Tafeltje

‘Aan de kant, aan de kant!’, riep een buurvrouw een keer toen ze me zag aankomen. Het was geen grap. Ze wilde ruimte geven en mijn deels reële maar vooral ook vermeende wens om afstand te bewaren respecteren.

Ik ben in de buurt bekend komen te staan als iemand die de coronamaatregelen probeert na te leven. Dát komt met de werkelijkheid overeen. Ik ben er bewust mee bezig, word liever niet ziek en wil bovenal zo weinig mogelijk bijdragen aan het vergroten van het risico op virusverspreiding. Het is inmiddels opgeblazen en leidt een eigen leven.

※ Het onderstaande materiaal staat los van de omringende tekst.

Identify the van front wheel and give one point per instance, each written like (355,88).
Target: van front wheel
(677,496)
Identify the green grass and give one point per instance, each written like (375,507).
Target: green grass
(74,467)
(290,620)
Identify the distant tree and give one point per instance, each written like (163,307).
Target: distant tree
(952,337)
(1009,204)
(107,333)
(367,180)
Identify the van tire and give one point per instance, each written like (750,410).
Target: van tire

Bij het begin van de uitbraak, toen de urgentie om bij elkaar vandaan te blijven hoog was, heb ik vermoedelijk de toon gezet. Een andere buurvrouw dan bovengenoemde wilde een kinderbureau van ons overnemen. Ik hield me bewust afzijdig toen ze het kwam bekijken, want was licht verkouden. Melanie en ik tilden het tafeltje daarna naar beneden en plaatsten het buiten de poort, zodat de buren het daar zelf konden ophalen.

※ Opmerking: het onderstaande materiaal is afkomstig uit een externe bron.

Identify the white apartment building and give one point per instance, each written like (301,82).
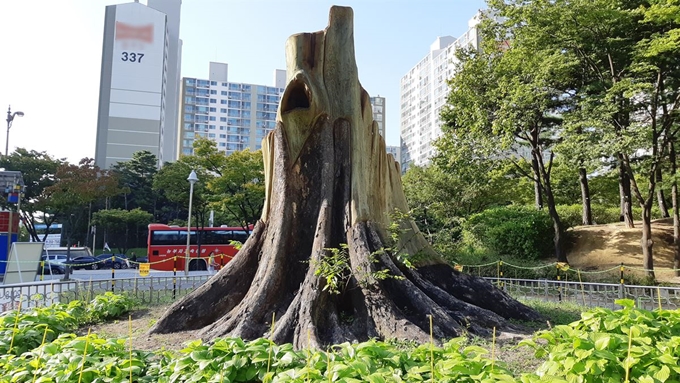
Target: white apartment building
(138,97)
(423,94)
(378,106)
(236,116)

Ik weet het niet zeker en moet oppassen met gevolgtrekkingen (daar heb ik therapie tegen gevolgd), maar heb sterk het vermoeden dat dit de basis is geweest voor de typering van mij als extreem strikte. In mijn eigen beleving ben ik minder streng in de coronaleer dan het beeld doet vermoeden, al moet ik toegeven meer dan gemiddeld op te letten, voor mezelf en anderen.

Dat dit uitmondde in een aansporing om voor mij opzij te gaan, gaf daar wat koninklijke allure aan.

Hulp

Het helpen wil niet zo lukken. Ik doe echt mijn best. Ik heb me bij drie platforms aangemeld die vraag en aan bod bij elkaar zouden moeten brengen. Dat leverde vooralsnog niets op.

Ik heb bij onze oudere buren aangebeld. Die blijken zich goed te redden. De buurman deed breed lachend open. Hij zei eens per week boodschappen te doen. Dat volstond. Zijn vrouw heeft een slechte gezondheid en blijft binnen. Geen probleem. Hij vroeg of hij misschien iets voor mij kon doen.

Bij mijn licht dementerende wandelmaatje in het verpleeghuis mag ik niet langs. Ik bel hem soms om kort te horen hoe het gaat. Onze gesprekken verliepen vaak al moeizaam, door de telefoon is het helemaal behelpen. Mogelijk kunnen we een keer buiten afspreken en op ruime afstand van elkaar op een bankje zitten. Dan neem ik een thermoskan mee en coronavrije plastic bekertjes. Ik betwijfel ten zeerste of hij er wat voor voelt.

De mensen die ik kan mailen om te vragen hoe het leven is onder de maatregelen heb ik intussen allemaal wel gemaild. Met de meesten gaat het redelijk tot goed. Ik zou nog een tweede ronde kunnen doen. Ik bel mijn moeder af en toe.

Ik legde mijn wens voor aan een collega-coach. Ze bezit de wijsheid die haar lange grijze vlecht al een beetje doet vermoeden. Ze zei dat ik de mensen al heel erg hielp door alleen maar de rust te bewaren. Daar zit wat in. Dat ga ik dan maar doen.